Author: By Andrew Buncombe, Asia Correspondent
The scheme has been deemed necessary by the government of Nepal in part because of the 10-year-long civil war that claimed up to 13,000 lives and widowed many women. Such women are widely ostracised and discriminated against in the conservative country. In such circumstances, the government said that by offering grants of 50,000 Nepali rupees (£395), unmarried men would be persuaded to wed widows to help re-integrate them into society.
But campaigners say the scheme would not only turn women into cash cows but would be open to abuse by human traffickers. They warn that in Nepal women are traded for as little as 5,000 rupees. Lily Thapa, founder of the group Women for Human Rights (WHR) and one of the organisers of the rally, said: “It’s totally humiliating for the women. We do not want this.

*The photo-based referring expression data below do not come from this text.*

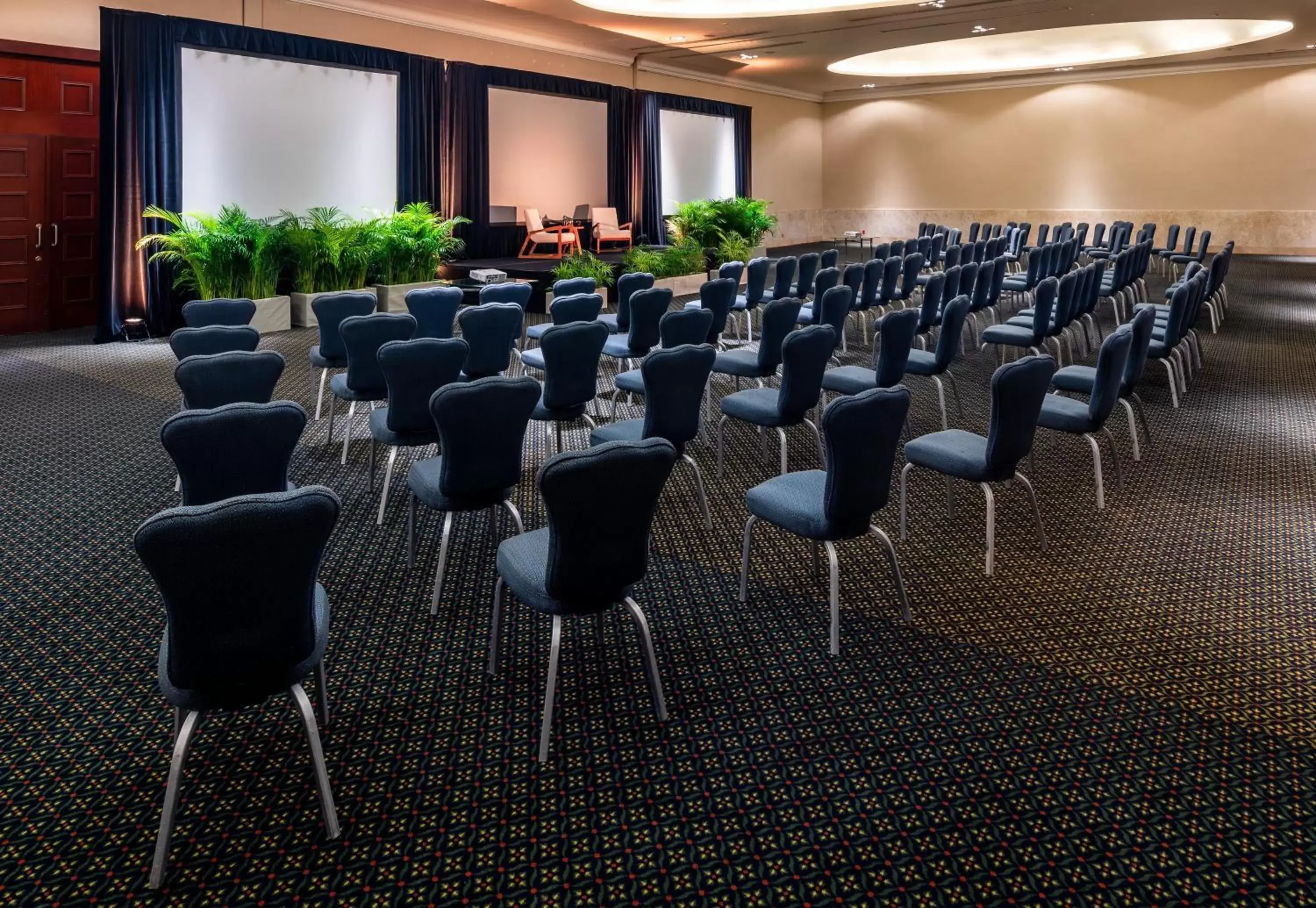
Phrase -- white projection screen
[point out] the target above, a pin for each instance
(698, 157)
(275, 136)
(547, 152)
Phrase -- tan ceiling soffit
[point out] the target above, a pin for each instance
(1295, 58)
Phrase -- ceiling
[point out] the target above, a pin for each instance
(793, 52)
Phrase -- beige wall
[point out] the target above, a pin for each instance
(1226, 150)
(787, 135)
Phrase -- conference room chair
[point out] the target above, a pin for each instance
(607, 231)
(937, 362)
(1087, 418)
(331, 310)
(490, 331)
(895, 335)
(414, 370)
(564, 237)
(245, 620)
(674, 382)
(756, 282)
(1018, 390)
(805, 357)
(837, 503)
(572, 374)
(570, 569)
(435, 310)
(232, 450)
(215, 379)
(481, 433)
(628, 285)
(203, 314)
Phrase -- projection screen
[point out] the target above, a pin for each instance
(547, 152)
(275, 136)
(698, 157)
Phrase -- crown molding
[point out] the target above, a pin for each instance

It’s against our human rights.”
Ms Thapa set up WHR after her husband was killed while serving with UN peacekeeping forces in 1991. She said widows in Nepal were routinely discriminated against, particularly in rural areas, and were prevented from wearing colourful clothes or attending important events as they were considered bad luck. “In the West you have no idea of the cultural code that goes on here. If women want to wear a colourful dress that is their right.”
She said the government’s proposal would not help the situation and would be open to abuse by traffickers.
The opposition Maoist political party has opposed the offer on similar grounds. Campaigners say the cash payments may encourage men to marry a widow only to abandon her once they had received the money. They say the government would do better to spend the money on projects to help educate and empower women in Nepal. Some say the money should be paid directly to the widows without any demand that they marry.
Yesterday, several hundred women marched through the country’s capital waving banners that read: “We don’t want government dowries” and: “Don’t put a price on your mother”. Women came from across the country, some complaining the proposed grants had made their lives harder as men were treating them differently.
Jayanti, 25, from Nepalgunj told the MyRepublica news website: “There are many of us who are young and want to remarry but our main concerns are our children,” she said. “This one-time provision is not enough to raise our children and provide them with proper education. Moreover, there is no guarantee that we will even get to use the money.”
Nepal’s civil war pitched Maoist guerrillas against government forces, and they created a generation of struggling widows in an already impoverished country. The war ended in late 2006 after the Maoists agreed to re-enter the political mainstream as part of a peace deal which saw the country become a republic. Last year’s elections handed power to the Maoists but they stood down from the government in May after a row over the integration of former guerrillas into the national army. The Maoists remain outside the government, and the country has suffered considerable political turmoil and uncertainty.